Unthrottled: Fixing CPU Limits in the Cloud

This post is the first in a two-part series.

This year, my teammates and I solved a CPU throttling issue that affects nearly every container orchestrator with hard limits, including Kubernetes, Docker, and Mesos. In doing so, we lowered worst-case response latency in one of Indeed’s applications from over two seconds to 30 milliseconds. In this two-part series, I’ll explain our journey to find the root cause and how we ultimately arrived at the solution.

10 MPH road sign

Photo by twinsfisch on Unsplash

The issue began last year, shortly after the v4.18 release of the Linux kernel. We saw an increase in tail response times for our web applications, but when we looked at CPU usage, everything seemed fine. Upon further investigation, it was clear that the incidence of high response times directly correlated to periods of high CPU throttling. Something was off. Normal CPU usage and high throttling shouldn’t have been possible. We eventually found the culprit, but first we had to understand the mechanisms at work.

Background: How container CPU constraints work

Almost all container orchestrators rely on the kernel control group (cgroup) mechanisms to manage resource constraints. When hard CPU limits are set in a container orchestrator, the kernel uses Completely Fair Scheduler (CFS) Cgroup bandwidth control to enforce those limits.
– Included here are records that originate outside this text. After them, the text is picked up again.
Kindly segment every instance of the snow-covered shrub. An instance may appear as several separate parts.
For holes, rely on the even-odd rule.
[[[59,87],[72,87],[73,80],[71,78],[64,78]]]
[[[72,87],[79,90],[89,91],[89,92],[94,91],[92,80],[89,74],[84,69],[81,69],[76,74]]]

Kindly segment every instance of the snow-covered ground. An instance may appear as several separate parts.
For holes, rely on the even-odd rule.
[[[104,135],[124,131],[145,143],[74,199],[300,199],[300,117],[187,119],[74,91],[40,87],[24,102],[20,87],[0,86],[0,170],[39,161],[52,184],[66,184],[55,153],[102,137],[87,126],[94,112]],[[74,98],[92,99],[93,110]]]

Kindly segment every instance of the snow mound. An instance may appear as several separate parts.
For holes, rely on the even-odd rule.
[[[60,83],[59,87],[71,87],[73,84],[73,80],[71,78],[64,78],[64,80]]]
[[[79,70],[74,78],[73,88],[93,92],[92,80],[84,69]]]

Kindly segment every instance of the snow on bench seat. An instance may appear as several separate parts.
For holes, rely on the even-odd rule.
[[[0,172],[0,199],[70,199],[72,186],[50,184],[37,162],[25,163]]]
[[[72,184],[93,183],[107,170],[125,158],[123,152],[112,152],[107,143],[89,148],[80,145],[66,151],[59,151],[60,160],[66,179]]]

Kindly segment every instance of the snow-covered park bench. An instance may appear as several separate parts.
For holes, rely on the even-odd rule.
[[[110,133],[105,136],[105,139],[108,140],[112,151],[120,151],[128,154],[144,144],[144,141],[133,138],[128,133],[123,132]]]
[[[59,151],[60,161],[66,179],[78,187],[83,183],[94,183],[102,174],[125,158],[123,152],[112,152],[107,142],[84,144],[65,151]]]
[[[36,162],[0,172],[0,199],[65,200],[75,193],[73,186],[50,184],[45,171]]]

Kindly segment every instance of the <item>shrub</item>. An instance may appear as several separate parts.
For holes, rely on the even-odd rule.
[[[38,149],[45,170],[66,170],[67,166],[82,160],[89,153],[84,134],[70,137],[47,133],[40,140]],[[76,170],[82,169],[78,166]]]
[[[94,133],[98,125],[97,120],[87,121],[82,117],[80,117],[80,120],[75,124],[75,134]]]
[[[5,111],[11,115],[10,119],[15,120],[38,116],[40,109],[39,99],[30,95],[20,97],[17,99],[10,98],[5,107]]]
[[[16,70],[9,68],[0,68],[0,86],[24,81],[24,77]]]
The CFS-Cgroup bandwidth control mechanism manages CPU allocation using two settings: quota and period. When an application has used its allotted CPU quota for a given period, it gets throttled until the next period.

All CPU metrics for a cgroup are located in /sys/fs/cgroup/cpu,cpuacct/<container>. Quota and period settings are in cpu.cfs_quota_us and cpu.cfs_period_us.

CPU metrics for a cgroup

You can also view throttling metrics in cpu.stat. Inside cpu.stat you’ll find:

  • nr_periods – number of periods that any thread in the cgroup was runnable
  • nr_throttled – number of runnable periods in which the application used its entire quota and was throttled
  • throttled_time – sum total amount of time individual threads within the cgroup were throttled

During our investigation into the response time regression, one engineer noticed that applications with slow response times saw excessive amounts of periods throttled (nr_throttled). We divided nr_throttled by nr_periods to find a crucial metric for identifying excessively throttled applications. We call this metric “throttled percentage.” We didn’t like using throttled_time for this purpose because it can vary widely between applications depending on the extent of thread usage.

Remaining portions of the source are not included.